OCR PipelineEngine Selection
OCR Pipeline

OCR Engine Selection

Routing logic for selecting the right OCR engine based on file type, size, and content

OCR Engine Selection

Selection Logic

PDF Files

  • Has text layer (textual PDF): Extract text directly — no OCR needed
  • Scanned PDF with tables: Use DocTR
  • Scanned PDF, no tables, >5MB: Use Google Vision
  • Scanned PDF, no tables, <5MB: Use PaddleOCR

Image Files (PNG, JPEG)

  • >10MB: Use Google Vision (cloud handles large images)
  • <10MB: Use PaddleOCR (fast default)
  • Simple text fallback: Use Tesseract

CSV Files

  • Use CSV Loader (deterministic parsing, confidence = 1.0)

Manual Override

User can specify engine explicitly in the request. If specified engine is unavailable, returns 400 with list of available engines.

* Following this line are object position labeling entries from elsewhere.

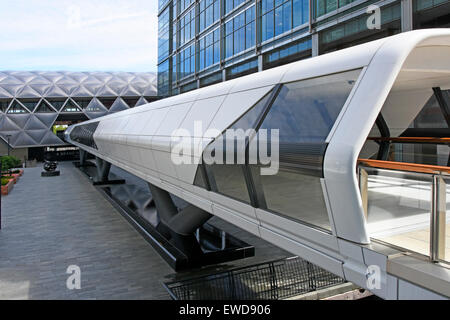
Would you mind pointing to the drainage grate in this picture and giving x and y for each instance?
(274, 280)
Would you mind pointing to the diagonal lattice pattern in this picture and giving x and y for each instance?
(31, 102)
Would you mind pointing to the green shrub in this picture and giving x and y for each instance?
(9, 162)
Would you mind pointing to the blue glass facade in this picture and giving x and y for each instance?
(201, 42)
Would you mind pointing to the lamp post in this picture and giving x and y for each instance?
(0, 200)
(7, 137)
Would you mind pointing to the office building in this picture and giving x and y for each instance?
(202, 42)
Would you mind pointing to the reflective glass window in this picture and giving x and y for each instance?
(231, 4)
(187, 26)
(296, 196)
(230, 181)
(163, 78)
(209, 49)
(240, 32)
(305, 111)
(186, 62)
(280, 16)
(163, 34)
(209, 12)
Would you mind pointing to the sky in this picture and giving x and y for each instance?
(78, 35)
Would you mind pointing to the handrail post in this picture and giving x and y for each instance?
(364, 189)
(438, 219)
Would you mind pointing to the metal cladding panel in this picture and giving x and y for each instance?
(118, 105)
(173, 119)
(234, 106)
(154, 121)
(214, 90)
(257, 80)
(349, 59)
(200, 116)
(345, 145)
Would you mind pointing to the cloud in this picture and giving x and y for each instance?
(78, 35)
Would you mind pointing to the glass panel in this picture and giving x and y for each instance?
(17, 108)
(297, 196)
(230, 181)
(70, 107)
(57, 104)
(30, 104)
(44, 108)
(431, 115)
(248, 120)
(305, 111)
(399, 211)
(107, 102)
(199, 180)
(83, 103)
(4, 105)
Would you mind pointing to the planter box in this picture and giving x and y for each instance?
(16, 177)
(7, 189)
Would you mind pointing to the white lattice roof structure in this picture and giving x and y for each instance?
(31, 102)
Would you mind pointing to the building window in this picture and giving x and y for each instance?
(187, 27)
(188, 87)
(163, 78)
(355, 31)
(186, 62)
(209, 13)
(164, 34)
(184, 4)
(174, 69)
(327, 6)
(162, 3)
(242, 69)
(240, 32)
(209, 49)
(211, 79)
(289, 53)
(231, 4)
(279, 16)
(431, 14)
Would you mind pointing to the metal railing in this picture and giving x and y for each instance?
(436, 176)
(275, 280)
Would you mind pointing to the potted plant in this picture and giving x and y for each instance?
(7, 185)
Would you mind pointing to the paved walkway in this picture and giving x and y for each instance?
(52, 223)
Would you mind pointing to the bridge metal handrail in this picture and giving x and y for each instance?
(436, 175)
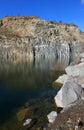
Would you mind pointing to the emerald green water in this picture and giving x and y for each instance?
(27, 85)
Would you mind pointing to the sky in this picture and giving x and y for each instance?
(67, 11)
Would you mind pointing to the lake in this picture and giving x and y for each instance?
(28, 84)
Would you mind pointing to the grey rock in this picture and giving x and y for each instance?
(68, 94)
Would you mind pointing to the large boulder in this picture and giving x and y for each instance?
(69, 93)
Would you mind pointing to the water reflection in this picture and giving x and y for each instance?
(25, 81)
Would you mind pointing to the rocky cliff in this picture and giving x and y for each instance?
(32, 37)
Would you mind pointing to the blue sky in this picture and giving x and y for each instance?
(69, 11)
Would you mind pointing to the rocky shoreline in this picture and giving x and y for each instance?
(71, 99)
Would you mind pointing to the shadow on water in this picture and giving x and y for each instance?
(27, 83)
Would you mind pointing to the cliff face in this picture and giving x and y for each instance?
(32, 37)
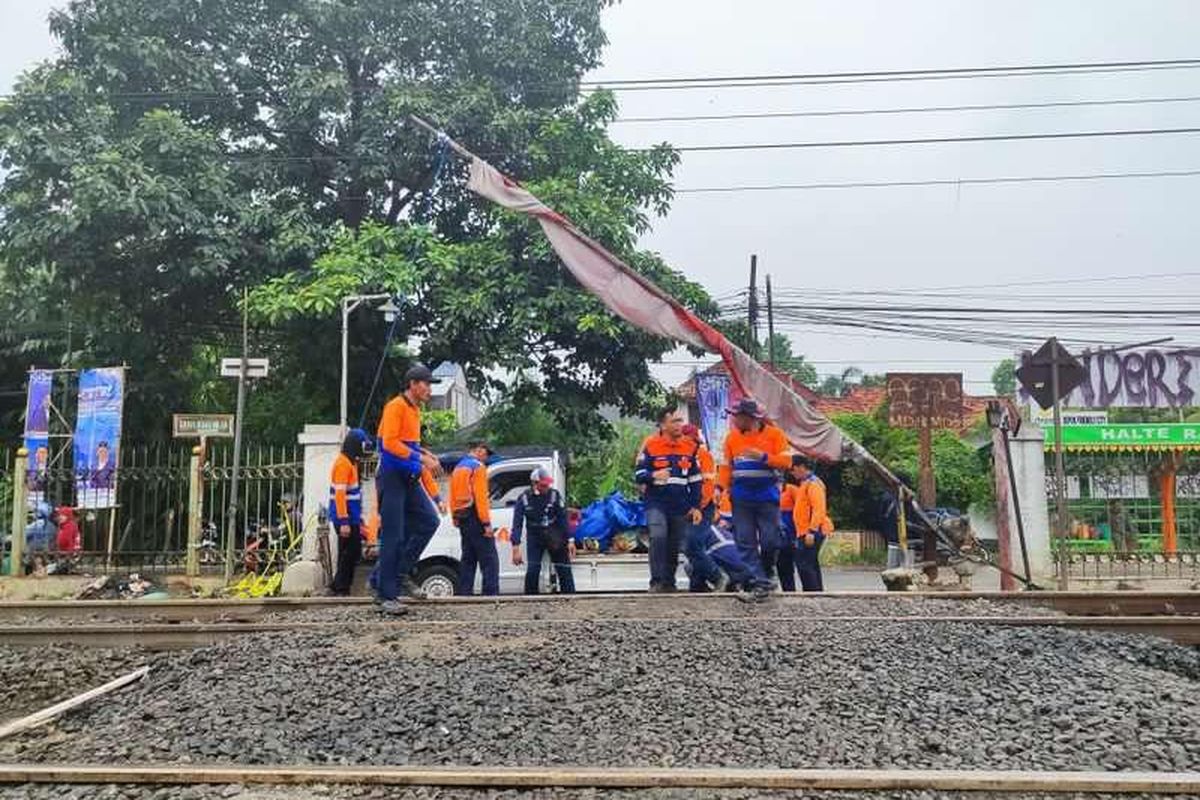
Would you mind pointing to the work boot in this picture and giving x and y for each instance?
(393, 608)
(411, 588)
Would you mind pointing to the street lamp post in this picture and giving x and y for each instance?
(349, 304)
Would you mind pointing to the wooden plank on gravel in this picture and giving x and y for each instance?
(617, 777)
(48, 714)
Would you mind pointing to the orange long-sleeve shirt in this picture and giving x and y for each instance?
(811, 510)
(468, 487)
(400, 435)
(767, 439)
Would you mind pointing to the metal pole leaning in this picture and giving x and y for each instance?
(17, 549)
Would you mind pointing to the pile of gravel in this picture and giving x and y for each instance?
(759, 693)
(235, 792)
(34, 679)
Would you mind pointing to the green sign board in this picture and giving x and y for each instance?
(202, 425)
(1138, 434)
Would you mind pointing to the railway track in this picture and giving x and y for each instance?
(564, 777)
(159, 636)
(1077, 603)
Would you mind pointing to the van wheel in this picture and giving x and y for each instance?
(437, 579)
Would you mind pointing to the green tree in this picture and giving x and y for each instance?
(1003, 378)
(499, 301)
(797, 366)
(179, 151)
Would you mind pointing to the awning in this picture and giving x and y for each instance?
(1134, 437)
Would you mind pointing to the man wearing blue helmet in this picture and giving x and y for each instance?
(346, 507)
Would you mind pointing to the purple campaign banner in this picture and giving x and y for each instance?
(97, 438)
(37, 431)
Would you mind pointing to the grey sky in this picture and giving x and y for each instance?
(912, 236)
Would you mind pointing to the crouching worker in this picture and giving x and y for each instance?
(813, 523)
(541, 515)
(346, 507)
(471, 507)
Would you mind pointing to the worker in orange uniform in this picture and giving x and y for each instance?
(785, 559)
(813, 523)
(754, 450)
(407, 511)
(670, 470)
(346, 507)
(472, 512)
(703, 575)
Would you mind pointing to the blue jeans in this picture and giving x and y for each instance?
(478, 551)
(540, 541)
(720, 547)
(667, 533)
(808, 561)
(785, 559)
(756, 531)
(407, 523)
(703, 567)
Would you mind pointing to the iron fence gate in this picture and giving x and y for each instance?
(147, 530)
(1116, 513)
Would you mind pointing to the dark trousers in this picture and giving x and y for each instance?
(808, 560)
(667, 533)
(407, 523)
(540, 541)
(478, 551)
(785, 560)
(756, 531)
(349, 551)
(703, 567)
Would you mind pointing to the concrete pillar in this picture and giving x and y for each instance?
(1030, 468)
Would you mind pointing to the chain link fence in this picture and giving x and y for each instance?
(147, 530)
(1116, 513)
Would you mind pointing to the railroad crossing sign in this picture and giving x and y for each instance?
(1037, 373)
(186, 426)
(255, 367)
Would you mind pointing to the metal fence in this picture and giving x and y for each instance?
(147, 530)
(1115, 506)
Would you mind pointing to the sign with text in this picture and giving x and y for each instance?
(924, 400)
(1139, 378)
(97, 438)
(1139, 434)
(202, 425)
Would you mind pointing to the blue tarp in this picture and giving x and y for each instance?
(605, 518)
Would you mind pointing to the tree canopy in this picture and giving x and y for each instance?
(179, 152)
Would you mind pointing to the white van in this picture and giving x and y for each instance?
(437, 572)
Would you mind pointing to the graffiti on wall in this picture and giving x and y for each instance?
(1143, 378)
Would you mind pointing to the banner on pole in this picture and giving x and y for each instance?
(97, 438)
(715, 392)
(37, 432)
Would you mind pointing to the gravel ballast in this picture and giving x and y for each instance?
(688, 692)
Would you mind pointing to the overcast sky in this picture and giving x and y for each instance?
(898, 238)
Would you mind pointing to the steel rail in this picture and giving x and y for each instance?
(628, 777)
(1183, 630)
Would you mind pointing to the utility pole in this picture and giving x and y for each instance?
(232, 513)
(771, 326)
(753, 307)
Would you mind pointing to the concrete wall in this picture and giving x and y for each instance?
(1029, 467)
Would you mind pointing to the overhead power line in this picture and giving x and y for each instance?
(637, 84)
(919, 109)
(941, 181)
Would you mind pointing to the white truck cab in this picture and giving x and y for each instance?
(437, 571)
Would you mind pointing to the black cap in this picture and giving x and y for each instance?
(748, 407)
(420, 372)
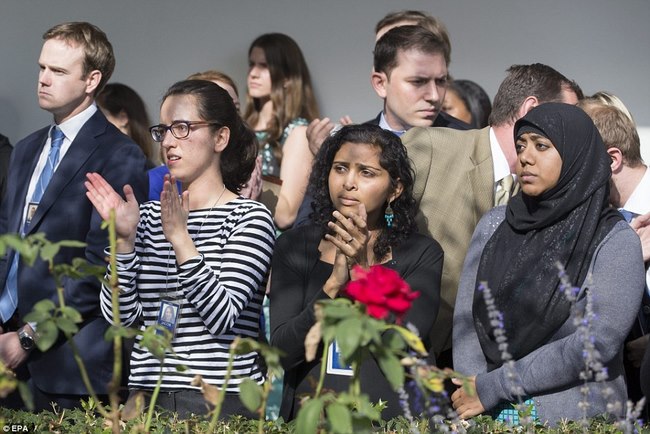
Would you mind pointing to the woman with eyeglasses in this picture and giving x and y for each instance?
(280, 105)
(203, 255)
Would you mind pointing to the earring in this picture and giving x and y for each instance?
(389, 215)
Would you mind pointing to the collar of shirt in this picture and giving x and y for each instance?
(499, 161)
(384, 126)
(639, 201)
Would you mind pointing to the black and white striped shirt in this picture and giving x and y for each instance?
(220, 292)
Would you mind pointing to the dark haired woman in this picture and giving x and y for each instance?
(467, 101)
(124, 108)
(280, 105)
(205, 254)
(364, 214)
(561, 215)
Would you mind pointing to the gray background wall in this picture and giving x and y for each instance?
(602, 44)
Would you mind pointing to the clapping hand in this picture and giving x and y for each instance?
(350, 237)
(174, 210)
(127, 212)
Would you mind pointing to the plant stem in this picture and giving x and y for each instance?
(222, 394)
(152, 402)
(323, 366)
(266, 389)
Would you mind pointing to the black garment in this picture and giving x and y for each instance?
(442, 120)
(297, 283)
(5, 155)
(564, 224)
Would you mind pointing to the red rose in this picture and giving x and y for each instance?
(382, 290)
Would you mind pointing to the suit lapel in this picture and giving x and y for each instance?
(81, 149)
(481, 177)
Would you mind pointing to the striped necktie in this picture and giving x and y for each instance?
(504, 190)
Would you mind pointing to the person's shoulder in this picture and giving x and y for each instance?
(437, 134)
(249, 209)
(373, 121)
(38, 135)
(491, 219)
(621, 232)
(448, 121)
(305, 234)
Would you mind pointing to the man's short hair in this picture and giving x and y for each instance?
(522, 81)
(98, 51)
(404, 38)
(616, 128)
(422, 19)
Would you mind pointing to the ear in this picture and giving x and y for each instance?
(221, 138)
(529, 103)
(123, 118)
(92, 81)
(378, 80)
(617, 159)
(397, 192)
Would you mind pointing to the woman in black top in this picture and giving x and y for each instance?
(361, 176)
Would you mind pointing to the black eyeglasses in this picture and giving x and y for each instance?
(179, 129)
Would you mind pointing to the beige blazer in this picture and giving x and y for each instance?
(454, 187)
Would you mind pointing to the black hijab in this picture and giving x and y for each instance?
(564, 224)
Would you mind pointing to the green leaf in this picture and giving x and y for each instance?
(246, 345)
(392, 341)
(72, 314)
(339, 418)
(348, 335)
(250, 394)
(391, 368)
(309, 416)
(37, 317)
(26, 395)
(47, 332)
(338, 311)
(125, 332)
(367, 409)
(66, 326)
(71, 243)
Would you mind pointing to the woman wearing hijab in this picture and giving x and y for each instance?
(561, 216)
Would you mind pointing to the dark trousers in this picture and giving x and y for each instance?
(188, 402)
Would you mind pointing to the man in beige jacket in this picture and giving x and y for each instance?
(459, 175)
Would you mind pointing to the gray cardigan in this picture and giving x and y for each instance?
(550, 374)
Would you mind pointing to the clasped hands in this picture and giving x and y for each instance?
(174, 209)
(350, 237)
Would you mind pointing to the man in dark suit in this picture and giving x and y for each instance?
(46, 193)
(5, 154)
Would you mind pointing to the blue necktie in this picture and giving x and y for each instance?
(9, 298)
(627, 215)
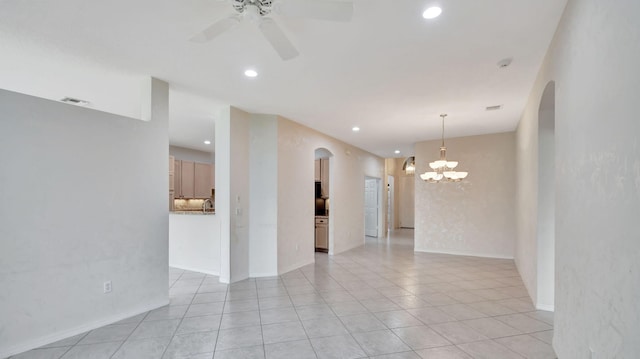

Priority Order (Auto-detect)

DocTR → EasyOCR → Google Vision → PaddleOCR → Tesseract → Omniparser

Response Format

{
  "text": "Extracted text content...",
  "confidence": 0.95,
  "engine_used": "paddleocr"
}

Configuration

  • Google Vision requires GOOGLE_VISION_API_KEY env var
  • PaddleOCR runs on VPS at 76.13.123.120:8866
  • DocTR runs on VPS via mindee/doctr Docker image
  • Tesseract optional — not installed by default on Render